Instruction Fetch Stage

Thread & PC selection

A thread is selected by all the possible eligible ones using an external signal coming from thread controller unit. Anyway, an internal round robin arbiter raises the threads in a fair mode. A different thread is elected at each clock cycle, so nu+ can be classified as a fine-grained multithreaded architecture.

The elected thread number selects a specific PC that is modified on the base of some thread-related events: if there is not a cache miss or if there is not a rollback - else the valid signal is invalidated.

if ( tc_job_valid && thread_id == tc_job_thread_id ) // new job
   next_pc[thread_id] <= tc_job_pc;
else if ( rollback_valid[thread_id] ) // rollback
   next_pc[thread_id] <= rollback_pc_value[thread_id];
else if ( stage1_miss[thread_id] && stage1_thread_scheduled_id == thread_id ) // Inst miss
   next_pc[thread_id] <= next_pc[thread_id] - address_t'( 3'd4 );
else if ( thread_scheduled_bitmap[thread_id] )  // Normal execution
   next_pc[thread_id] <= next_pc[thread_id] + address_t'( 3'd4 );

Cache LRU

The Pseduo LRU works in a way described at this link, page 13.

The hit interface is enabled when you want to move a way to the MRU position, i.e. when a hit is performed.

THe update interface is enabled when you want to request LRU way to fill it. This happen when new instruction cahce line arrives from memory. No replacement is needed beacause the instruction memory area is uncoherent.

Tag and Data instruction cache

Hit/miss detection

Output logic

The instruction cache is set associative and has two stages. Once an eligible thread is selected, Instruction Fetch reads its PC, and determines if the next instruction cache line is already in instruction cache memory or not. In the first stage each way has a bank of memory containing tag values and valid bits for the cache sets. This stage reads the way memories in parallel and passes those data to the second stage. The next stage tag memory has one cycle of latency, so the next stage handles the result. This stage compares the way tags read in the last stage, if they match, it is a cache hit. In this case, this stage issues the instruction cache data address to instruction cache data memory. If a miss occurs an instruction memory transaction is issued to the Network Interface and the thread is blocked until the instruction line is not retrieved from main memory.

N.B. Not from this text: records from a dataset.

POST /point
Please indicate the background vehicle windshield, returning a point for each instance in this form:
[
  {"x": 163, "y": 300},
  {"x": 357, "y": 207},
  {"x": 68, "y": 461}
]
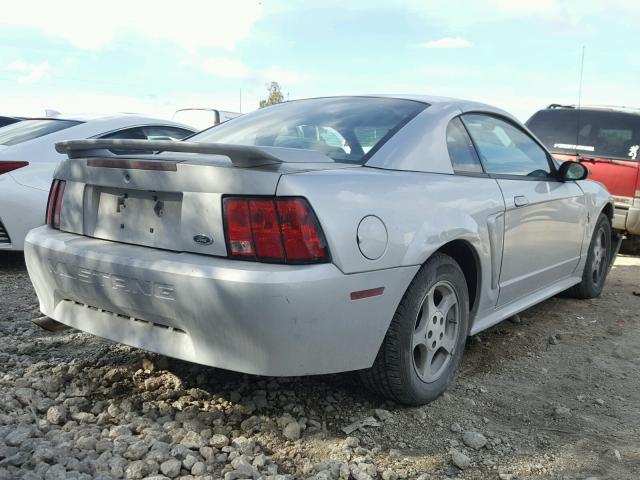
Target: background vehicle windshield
[
  {"x": 29, "y": 129},
  {"x": 343, "y": 128},
  {"x": 597, "y": 133}
]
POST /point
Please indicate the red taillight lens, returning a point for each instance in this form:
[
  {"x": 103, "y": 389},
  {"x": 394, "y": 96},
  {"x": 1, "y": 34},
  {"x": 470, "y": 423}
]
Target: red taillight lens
[
  {"x": 266, "y": 230},
  {"x": 283, "y": 230},
  {"x": 303, "y": 240},
  {"x": 8, "y": 166},
  {"x": 54, "y": 204},
  {"x": 238, "y": 228}
]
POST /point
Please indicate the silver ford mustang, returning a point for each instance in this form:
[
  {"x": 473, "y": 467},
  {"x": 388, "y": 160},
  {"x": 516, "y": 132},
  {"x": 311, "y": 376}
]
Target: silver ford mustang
[{"x": 320, "y": 235}]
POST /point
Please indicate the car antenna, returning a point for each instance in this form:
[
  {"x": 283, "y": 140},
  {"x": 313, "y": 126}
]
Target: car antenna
[{"x": 579, "y": 101}]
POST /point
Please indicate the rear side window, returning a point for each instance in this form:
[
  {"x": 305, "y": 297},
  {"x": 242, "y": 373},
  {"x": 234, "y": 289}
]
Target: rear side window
[
  {"x": 599, "y": 133},
  {"x": 461, "y": 151},
  {"x": 29, "y": 129},
  {"x": 505, "y": 149},
  {"x": 343, "y": 128}
]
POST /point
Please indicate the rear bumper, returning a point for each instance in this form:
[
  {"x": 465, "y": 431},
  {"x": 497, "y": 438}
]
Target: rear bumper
[
  {"x": 21, "y": 209},
  {"x": 242, "y": 316}
]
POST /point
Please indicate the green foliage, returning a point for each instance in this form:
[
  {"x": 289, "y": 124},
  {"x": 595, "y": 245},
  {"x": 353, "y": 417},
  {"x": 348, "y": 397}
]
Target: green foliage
[{"x": 275, "y": 95}]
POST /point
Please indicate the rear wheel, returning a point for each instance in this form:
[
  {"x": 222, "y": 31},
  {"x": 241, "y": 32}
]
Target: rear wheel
[
  {"x": 421, "y": 352},
  {"x": 597, "y": 265}
]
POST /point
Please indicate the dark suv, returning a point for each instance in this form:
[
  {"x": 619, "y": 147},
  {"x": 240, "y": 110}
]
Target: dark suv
[{"x": 607, "y": 141}]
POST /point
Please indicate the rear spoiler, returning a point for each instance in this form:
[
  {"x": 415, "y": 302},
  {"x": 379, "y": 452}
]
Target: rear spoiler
[{"x": 240, "y": 155}]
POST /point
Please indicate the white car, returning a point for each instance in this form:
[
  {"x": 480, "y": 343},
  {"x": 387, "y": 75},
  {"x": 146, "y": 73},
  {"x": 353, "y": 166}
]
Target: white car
[{"x": 28, "y": 159}]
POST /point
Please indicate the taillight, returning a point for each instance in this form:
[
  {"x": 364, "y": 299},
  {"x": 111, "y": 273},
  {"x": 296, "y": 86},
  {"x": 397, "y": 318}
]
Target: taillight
[
  {"x": 281, "y": 230},
  {"x": 8, "y": 166},
  {"x": 54, "y": 204}
]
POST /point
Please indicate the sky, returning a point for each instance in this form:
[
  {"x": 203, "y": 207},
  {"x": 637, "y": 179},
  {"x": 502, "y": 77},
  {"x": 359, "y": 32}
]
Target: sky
[{"x": 154, "y": 57}]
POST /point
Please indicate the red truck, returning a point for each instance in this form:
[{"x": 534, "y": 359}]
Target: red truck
[{"x": 607, "y": 140}]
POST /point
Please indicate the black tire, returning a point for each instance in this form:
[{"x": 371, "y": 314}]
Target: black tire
[
  {"x": 394, "y": 374},
  {"x": 593, "y": 282}
]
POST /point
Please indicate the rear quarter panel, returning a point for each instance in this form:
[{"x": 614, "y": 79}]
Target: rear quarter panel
[{"x": 421, "y": 212}]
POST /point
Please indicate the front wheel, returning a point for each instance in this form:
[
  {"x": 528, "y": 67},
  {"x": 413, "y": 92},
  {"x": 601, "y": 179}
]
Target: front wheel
[
  {"x": 598, "y": 258},
  {"x": 421, "y": 352}
]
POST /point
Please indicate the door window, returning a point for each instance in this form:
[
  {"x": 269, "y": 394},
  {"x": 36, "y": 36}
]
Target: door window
[
  {"x": 464, "y": 158},
  {"x": 505, "y": 149}
]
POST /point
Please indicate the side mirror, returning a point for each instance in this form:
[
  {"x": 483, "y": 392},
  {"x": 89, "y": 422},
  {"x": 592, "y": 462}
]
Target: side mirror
[{"x": 570, "y": 171}]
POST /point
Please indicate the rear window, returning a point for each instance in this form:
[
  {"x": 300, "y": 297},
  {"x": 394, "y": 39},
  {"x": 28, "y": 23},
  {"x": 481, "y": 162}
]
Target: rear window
[
  {"x": 589, "y": 132},
  {"x": 29, "y": 129},
  {"x": 343, "y": 128}
]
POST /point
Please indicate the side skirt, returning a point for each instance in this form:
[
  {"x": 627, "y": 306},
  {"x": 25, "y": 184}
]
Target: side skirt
[{"x": 511, "y": 309}]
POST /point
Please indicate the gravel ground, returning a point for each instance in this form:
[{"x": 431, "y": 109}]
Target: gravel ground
[{"x": 553, "y": 393}]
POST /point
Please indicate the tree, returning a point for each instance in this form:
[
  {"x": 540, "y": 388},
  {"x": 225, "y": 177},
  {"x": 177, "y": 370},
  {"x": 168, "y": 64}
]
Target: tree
[{"x": 275, "y": 95}]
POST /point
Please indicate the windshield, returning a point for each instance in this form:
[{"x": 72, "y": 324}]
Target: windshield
[
  {"x": 592, "y": 133},
  {"x": 343, "y": 128},
  {"x": 29, "y": 129}
]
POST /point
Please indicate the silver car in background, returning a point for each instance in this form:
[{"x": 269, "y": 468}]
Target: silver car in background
[{"x": 321, "y": 235}]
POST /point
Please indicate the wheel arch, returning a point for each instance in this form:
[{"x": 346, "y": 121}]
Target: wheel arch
[{"x": 465, "y": 254}]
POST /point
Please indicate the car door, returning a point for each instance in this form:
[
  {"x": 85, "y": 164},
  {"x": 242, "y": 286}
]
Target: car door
[{"x": 545, "y": 218}]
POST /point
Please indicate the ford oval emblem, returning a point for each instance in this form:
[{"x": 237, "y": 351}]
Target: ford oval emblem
[{"x": 203, "y": 239}]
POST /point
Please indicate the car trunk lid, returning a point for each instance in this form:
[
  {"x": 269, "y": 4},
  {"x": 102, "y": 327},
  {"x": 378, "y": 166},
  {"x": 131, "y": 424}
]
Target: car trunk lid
[{"x": 170, "y": 201}]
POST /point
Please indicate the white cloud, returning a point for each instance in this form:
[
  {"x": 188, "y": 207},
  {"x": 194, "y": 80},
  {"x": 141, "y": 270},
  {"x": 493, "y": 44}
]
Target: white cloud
[
  {"x": 235, "y": 69},
  {"x": 446, "y": 42},
  {"x": 191, "y": 25},
  {"x": 226, "y": 67},
  {"x": 31, "y": 72}
]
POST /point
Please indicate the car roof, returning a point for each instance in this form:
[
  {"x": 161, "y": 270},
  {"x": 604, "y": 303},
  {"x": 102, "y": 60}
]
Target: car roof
[
  {"x": 451, "y": 102},
  {"x": 114, "y": 118}
]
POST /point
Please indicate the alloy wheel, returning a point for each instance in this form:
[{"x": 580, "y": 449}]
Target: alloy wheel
[{"x": 436, "y": 331}]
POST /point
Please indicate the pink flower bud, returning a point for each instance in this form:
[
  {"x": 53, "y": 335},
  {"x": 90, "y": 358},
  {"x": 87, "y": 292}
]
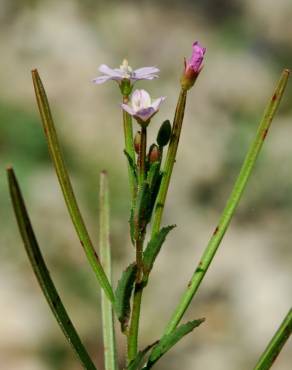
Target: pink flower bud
[{"x": 193, "y": 66}]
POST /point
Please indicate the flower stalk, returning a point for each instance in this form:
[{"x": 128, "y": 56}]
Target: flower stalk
[
  {"x": 231, "y": 205},
  {"x": 169, "y": 162},
  {"x": 129, "y": 145}
]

Finally, this module handles the PC restoring in case of rollback. When a rollback occurs and the rollback signals are set by Rollback Handler stage, the Instruction Fetch module overwrites the PC of the thread that issued the rollback.

Decode stage

Decode stage decodes fetched instruction from Instruction Fetch and produces the control signals for the datapath directly from the instruction bits. Output dec_instr helps execution and control modules to manage the issued instruction and is propagated in each pipeline stage. Instruction type are presented in the ISA section.

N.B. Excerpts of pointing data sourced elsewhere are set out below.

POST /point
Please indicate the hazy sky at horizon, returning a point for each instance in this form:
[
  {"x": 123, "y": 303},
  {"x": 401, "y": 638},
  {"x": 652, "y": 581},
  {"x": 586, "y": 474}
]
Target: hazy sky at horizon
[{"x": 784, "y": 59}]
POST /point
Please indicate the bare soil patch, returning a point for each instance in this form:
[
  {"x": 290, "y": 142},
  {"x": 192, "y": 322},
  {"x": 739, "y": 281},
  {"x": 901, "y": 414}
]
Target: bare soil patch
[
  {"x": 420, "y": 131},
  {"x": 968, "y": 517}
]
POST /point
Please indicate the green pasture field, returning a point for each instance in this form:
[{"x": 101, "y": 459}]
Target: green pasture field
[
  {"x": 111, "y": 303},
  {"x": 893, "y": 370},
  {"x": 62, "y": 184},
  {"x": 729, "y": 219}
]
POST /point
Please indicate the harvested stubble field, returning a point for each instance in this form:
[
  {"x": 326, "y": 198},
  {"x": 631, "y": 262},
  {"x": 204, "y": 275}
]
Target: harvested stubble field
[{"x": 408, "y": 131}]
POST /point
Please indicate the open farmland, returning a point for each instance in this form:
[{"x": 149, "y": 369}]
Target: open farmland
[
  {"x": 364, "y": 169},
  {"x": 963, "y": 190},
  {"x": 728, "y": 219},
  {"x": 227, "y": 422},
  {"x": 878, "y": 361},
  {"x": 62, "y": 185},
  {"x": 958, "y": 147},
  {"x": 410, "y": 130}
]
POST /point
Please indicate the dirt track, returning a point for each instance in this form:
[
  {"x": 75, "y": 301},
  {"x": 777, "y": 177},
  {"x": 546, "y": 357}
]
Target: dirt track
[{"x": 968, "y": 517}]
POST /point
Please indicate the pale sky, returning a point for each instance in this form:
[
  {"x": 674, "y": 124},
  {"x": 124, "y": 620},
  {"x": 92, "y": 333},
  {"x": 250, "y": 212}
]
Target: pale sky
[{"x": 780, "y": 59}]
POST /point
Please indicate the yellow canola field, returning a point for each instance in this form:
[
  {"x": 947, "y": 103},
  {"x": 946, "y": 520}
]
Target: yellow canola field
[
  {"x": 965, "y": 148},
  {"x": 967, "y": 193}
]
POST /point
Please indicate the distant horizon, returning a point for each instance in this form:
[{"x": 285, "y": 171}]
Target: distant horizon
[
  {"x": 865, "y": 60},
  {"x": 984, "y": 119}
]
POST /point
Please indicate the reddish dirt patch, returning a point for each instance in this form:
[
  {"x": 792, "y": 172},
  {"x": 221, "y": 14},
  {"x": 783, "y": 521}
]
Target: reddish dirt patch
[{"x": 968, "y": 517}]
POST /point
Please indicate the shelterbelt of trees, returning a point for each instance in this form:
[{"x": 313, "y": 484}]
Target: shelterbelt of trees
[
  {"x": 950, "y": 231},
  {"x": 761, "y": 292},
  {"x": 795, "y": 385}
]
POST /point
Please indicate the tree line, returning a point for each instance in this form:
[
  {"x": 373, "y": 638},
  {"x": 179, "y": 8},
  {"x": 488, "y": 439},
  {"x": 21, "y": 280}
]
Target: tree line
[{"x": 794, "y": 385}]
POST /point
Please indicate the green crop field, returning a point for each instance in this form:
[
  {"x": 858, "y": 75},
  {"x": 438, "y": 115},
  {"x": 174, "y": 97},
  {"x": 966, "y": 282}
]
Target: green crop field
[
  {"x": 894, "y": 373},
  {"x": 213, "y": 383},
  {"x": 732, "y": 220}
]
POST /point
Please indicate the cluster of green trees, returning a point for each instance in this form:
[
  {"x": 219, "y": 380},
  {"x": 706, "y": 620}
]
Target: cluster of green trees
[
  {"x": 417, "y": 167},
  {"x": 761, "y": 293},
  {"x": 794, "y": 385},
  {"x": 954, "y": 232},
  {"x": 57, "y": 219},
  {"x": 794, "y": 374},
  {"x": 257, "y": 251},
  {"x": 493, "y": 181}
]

Instruction scheduler stage

Fetched instructions are stored in FIFOs in this stage, one per thread. The Dynamic Scheduler checks data hazard and states which thread can be fetched in the Operand Fetch; this is done through a light scoreboarding system, each thread has its own scoreboard. There are no structural hazard check, it is done in Writeback stage.

Operand fetch stage

Operand Fetch prepares operands to the Execution pipeline. As said before, nu+ core supports SIMD operations, for this purpose it has two register files: a scalar register file (SRF) and a vector register file (VRF). The SRF is general purpose register and in the base configuration it has 64 registers of 32-bits. Dually, the VRF register size has a scalar register file for each hardware lane, in other word each vector register is composed by hardware lane number of scalar register; in the base configuration the VRF has 64 vector registers and each vector register is composed of $16$ scalar register of 32-bits. Each thread has its own register file.

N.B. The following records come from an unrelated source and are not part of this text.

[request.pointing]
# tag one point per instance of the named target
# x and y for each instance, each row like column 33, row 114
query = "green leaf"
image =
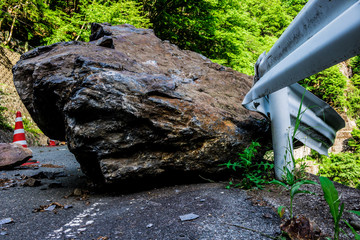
column 281, row 211
column 331, row 196
column 355, row 212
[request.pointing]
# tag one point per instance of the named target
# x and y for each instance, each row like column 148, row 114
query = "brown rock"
column 301, row 228
column 12, row 155
column 131, row 105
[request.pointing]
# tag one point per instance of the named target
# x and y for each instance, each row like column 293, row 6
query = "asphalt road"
column 195, row 211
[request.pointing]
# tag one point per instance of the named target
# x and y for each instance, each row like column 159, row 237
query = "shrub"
column 329, row 85
column 343, row 168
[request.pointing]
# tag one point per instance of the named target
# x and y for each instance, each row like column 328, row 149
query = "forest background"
column 230, row 32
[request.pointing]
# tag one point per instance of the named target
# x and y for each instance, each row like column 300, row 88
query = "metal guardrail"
column 323, row 34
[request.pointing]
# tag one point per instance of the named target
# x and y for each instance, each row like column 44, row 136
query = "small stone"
column 32, row 182
column 77, row 192
column 188, row 217
column 6, row 221
column 50, row 208
column 55, row 185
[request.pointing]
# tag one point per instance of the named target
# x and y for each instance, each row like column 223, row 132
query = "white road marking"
column 77, row 224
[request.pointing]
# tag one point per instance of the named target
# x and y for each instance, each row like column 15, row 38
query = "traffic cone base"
column 19, row 136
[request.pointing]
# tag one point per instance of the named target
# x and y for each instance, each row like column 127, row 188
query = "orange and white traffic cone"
column 19, row 136
column 52, row 143
column 19, row 132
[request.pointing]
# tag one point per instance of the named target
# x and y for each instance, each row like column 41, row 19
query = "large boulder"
column 131, row 105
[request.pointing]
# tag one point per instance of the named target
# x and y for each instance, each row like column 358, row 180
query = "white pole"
column 281, row 134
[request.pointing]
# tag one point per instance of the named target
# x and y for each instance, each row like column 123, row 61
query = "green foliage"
column 355, row 65
column 47, row 22
column 232, row 33
column 354, row 142
column 356, row 235
column 293, row 185
column 332, row 198
column 76, row 26
column 252, row 173
column 328, row 85
column 342, row 167
column 293, row 7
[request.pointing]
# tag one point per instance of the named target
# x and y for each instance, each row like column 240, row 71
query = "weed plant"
column 253, row 174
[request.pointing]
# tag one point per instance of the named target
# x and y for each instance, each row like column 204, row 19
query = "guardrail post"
column 281, row 132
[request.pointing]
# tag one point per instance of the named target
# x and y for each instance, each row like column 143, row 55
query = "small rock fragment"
column 301, row 228
column 32, row 182
column 50, row 208
column 6, row 221
column 188, row 217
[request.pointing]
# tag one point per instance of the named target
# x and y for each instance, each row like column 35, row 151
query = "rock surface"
column 12, row 155
column 131, row 105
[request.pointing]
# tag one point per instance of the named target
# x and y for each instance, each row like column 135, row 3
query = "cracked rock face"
column 130, row 105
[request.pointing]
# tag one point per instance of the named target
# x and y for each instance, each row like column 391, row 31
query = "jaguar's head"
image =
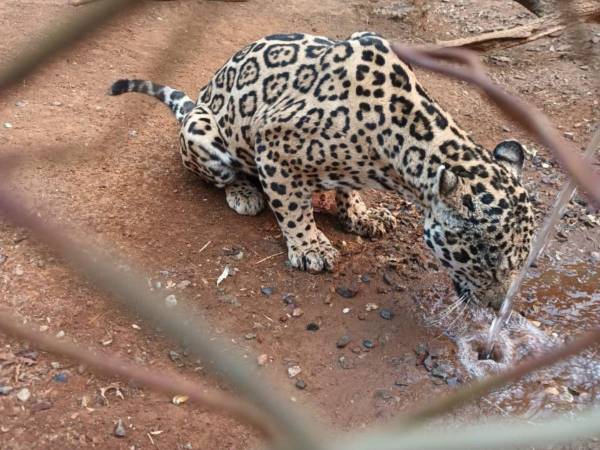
column 480, row 223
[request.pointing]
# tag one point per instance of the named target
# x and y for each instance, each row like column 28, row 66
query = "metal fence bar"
column 167, row 382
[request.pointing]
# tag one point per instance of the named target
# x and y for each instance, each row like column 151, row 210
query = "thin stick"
column 167, row 382
column 204, row 247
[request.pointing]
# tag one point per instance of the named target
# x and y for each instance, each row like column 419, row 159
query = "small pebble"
column 289, row 299
column 386, row 314
column 346, row 292
column 312, row 326
column 5, row 390
column 61, row 377
column 294, row 371
column 171, row 301
column 23, row 395
column 184, row 284
column 119, row 430
column 266, row 291
column 41, row 406
column 343, row 341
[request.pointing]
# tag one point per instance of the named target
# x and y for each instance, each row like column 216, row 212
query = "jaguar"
column 293, row 114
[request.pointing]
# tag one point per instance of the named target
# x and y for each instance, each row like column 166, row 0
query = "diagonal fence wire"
column 55, row 38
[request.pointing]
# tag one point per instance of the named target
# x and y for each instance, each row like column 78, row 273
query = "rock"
column 61, row 377
column 119, row 430
column 383, row 394
column 452, row 381
column 312, row 326
column 23, row 395
column 421, row 351
column 266, row 291
column 443, row 370
column 346, row 363
column 170, row 301
column 294, row 371
column 41, row 406
column 386, row 314
column 183, row 284
column 289, row 299
column 347, row 291
column 175, row 357
column 343, row 341
column 5, row 390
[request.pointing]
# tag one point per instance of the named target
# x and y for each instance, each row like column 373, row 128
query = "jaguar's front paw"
column 313, row 256
column 371, row 223
column 244, row 199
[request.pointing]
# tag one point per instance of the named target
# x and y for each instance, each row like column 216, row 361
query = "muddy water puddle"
column 556, row 304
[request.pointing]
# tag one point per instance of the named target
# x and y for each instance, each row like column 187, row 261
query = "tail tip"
column 119, row 87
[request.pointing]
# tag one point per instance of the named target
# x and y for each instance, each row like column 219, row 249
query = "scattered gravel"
column 119, row 430
column 343, row 341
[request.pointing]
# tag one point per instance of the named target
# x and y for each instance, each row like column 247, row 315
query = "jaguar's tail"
column 179, row 103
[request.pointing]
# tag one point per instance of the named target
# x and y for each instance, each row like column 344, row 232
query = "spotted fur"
column 301, row 113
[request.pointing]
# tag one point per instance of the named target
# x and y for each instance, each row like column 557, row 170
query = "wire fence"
column 255, row 403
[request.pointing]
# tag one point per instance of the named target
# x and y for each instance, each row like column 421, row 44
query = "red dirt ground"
column 124, row 188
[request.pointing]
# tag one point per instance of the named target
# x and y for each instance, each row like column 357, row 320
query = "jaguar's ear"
column 511, row 155
column 446, row 182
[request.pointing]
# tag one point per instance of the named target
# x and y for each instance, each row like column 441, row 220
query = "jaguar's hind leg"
column 203, row 148
column 356, row 218
column 244, row 198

Integer Arithmetic & Logic unit

A single stage executes simple integer instructions, as integer operations, comparisons and bitwise logical operations.

Scratchpad unit

This unit is described in the dedicated scratchpad page.

Load/Store unit

This unit is described in the dedicated load/store subsection inside the coherence section.

Floating point unit

A multistage floating point instructions, supports all basic FP operation according to the IEEE-754-2008 standard.

Barrier unit

This unit is described in the dedicated synchronization section.

Branch unit

This stage handles conditional and unconditional jumps and traps. It signals to the Rollback Handler when a jump must be taken or not.

Writeback stage

Writeback stage detects on-the-fly structural hazard on register writeback and extends load signed operations. The integer, memory, and floating point execution pipelines have different lengths, so instructions issued in different cycles could arrive at the Writeback in the same cycle. Furthermore, due to collisions, a load/store to the scartchpad memory can have variable latency which is unknown at compile time, and this can result in an unpredictable structural hazard on Writeback. The Writeback module can resolves collision on itself on-the-fly without losing effectiveness.

Rollback handler

Rollback Handler restores PCs and scoreboards of the threads that issued a rollback. In case of jump or trap, the Brach module in the Execution pipeline issues a rollback request to this stage, and passes to the Rollback Handler the thread ID that issued the rollback, the old scoreboard and the PC to restore. Furthermore, the Rollback Handler flushes all issued requests from the thread still in the pipeline.

Thread controller

Thread Controller handles eligible thread pool. This module blocks threads that cannot proceed due cache misses or scoreboarding. Dually, Thread Controller handles threads wake-up when the blocking conditions are no more trues.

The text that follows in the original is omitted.